MOST OF THE ARTICLES HERE on the GCC – Global Climate Change blog are portals to other articles. I am certainly not an expert in any field that even remotely touches on the various sciences that address climate. Readers will find enough material from each article to serve as a teaser and introduction to the original article on another website.
Each piece will include a link to that other article; click on the link and go and read the entire article because the times they are a-changing!
I will also include an occasional original article, such as a look at Arnold Federbush’s absurdly under-appreciated novel Ice! (Bantam Books, 1978) in which a new ice age is brought about overnight by various technological and industrial activities of man.
Ice and Earth Day
This book used fairly sound science as it was understood at the time, which the author turned into a compelling tale of modern technology versus ancient methods of survival in a brutal environment.
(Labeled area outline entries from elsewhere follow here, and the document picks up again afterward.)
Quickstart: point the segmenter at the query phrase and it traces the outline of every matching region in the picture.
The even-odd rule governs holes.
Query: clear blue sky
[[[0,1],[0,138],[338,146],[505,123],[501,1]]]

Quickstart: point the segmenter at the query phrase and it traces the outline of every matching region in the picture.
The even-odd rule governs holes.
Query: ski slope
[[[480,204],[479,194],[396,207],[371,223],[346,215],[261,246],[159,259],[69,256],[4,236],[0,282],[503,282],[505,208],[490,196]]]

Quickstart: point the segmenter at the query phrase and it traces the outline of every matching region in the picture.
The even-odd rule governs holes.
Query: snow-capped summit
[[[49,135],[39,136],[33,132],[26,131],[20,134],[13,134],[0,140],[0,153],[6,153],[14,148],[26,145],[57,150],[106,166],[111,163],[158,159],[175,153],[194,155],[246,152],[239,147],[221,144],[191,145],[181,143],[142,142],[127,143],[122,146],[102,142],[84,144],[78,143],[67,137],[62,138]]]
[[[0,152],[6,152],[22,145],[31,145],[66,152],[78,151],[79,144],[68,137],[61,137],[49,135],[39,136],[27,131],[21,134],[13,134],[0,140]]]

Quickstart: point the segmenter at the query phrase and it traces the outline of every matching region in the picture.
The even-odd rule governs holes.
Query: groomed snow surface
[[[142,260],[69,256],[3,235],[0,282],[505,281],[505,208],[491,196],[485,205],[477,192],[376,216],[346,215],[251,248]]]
Another original will address my involvement with the first Earth Day in 1970, and what some of the major issues were then (some having been forgotten by today’s environmental groups).
For that event, we created and published Northeastern Pennsylvania’s only (?) underground newspaper, The Wyoming Valley Free Press, which was environmentally themed.
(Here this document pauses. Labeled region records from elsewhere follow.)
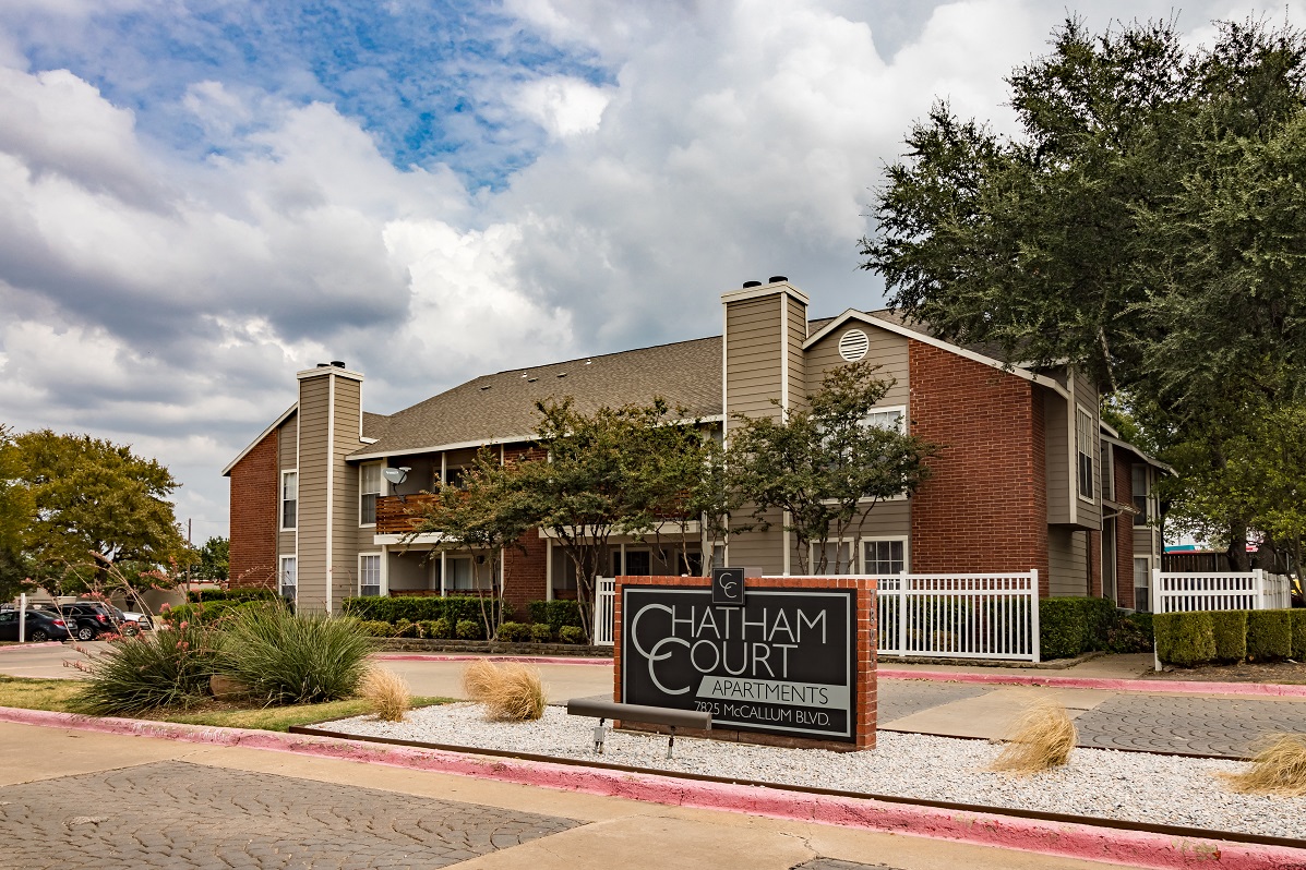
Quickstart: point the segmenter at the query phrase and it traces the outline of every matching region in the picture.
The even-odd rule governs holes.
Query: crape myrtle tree
[[[759,527],[769,524],[769,511],[784,511],[801,573],[855,570],[871,510],[910,496],[930,476],[932,445],[896,424],[868,424],[893,386],[878,369],[865,360],[831,369],[807,407],[784,410],[778,419],[734,417],[729,462],[735,492],[751,505]],[[831,540],[840,545],[829,548]]]
[[[1245,569],[1255,517],[1215,497],[1229,442],[1306,393],[1306,40],[1070,20],[1007,81],[1013,138],[942,103],[914,125],[862,267],[951,340],[1114,393],[1181,473],[1164,497],[1226,527]]]
[[[490,588],[488,600],[481,599],[481,618],[491,640],[498,638],[503,622],[507,577],[503,586],[496,578],[504,550],[518,545],[535,518],[528,493],[517,485],[516,464],[512,460],[504,464],[498,450],[482,447],[457,484],[441,483],[434,498],[422,502],[418,522],[406,536],[411,540],[439,532],[440,541],[432,553],[481,550],[478,554],[485,558],[473,558],[471,570],[477,588]]]
[[[13,440],[17,484],[33,514],[26,554],[34,579],[61,592],[102,590],[116,562],[167,569],[189,550],[168,501],[178,483],[154,459],[90,436],[29,432]],[[154,584],[163,574],[137,574]]]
FEATURED IMAGE: The photo at the top of this page is from the Austin Adventures website. It accompanied an article titled “10 Ridiculously Cool Things You Didn’t Know About Death Valley.” Death Valley National Park is the largest national park in the Lower 48, coming in at more than 3.4 million acres:
“The highest recorded temperature in the world was recorded in Death Valley’s Furnace Creek at 134 Fahrenheit in July 1913. For almost one hundred years, a false recording made in Libya overshadowed Furnace Creek’s claim to fame. In 2012, however, the record went back to Death Valley after it was concluded that the Libyan recording was made in error.”

Mystically liberal Virgo enjoys long walks alone in the city at night in the rain with an umbrella and a flask of 10-year-old Laphroaig who strives to live by the maxim, “It ain’t what you know that gets you into trouble; it’s what you know that just ain’t so.
I’ve been a puppet, a pauper, a pirate, a poet, a pawn, and a college dropout (twice!). Occupationally, I have been a bartender, jewelry engraver, bouncer, landscape artist, and FEMA crew chief following the Great Flood of ’72 (and that was a job that I should never, ever have left).
I am also the final author of the original O’Sullivan Woodside price guides for record collectors and the original author of the Goldmine price guides for record collectors. As such, I was often referred to as the Price Guide Guru, and—as everyone should know—it behooves one to heed the words of a guru. (Unless, of course, you’re the Beatles.)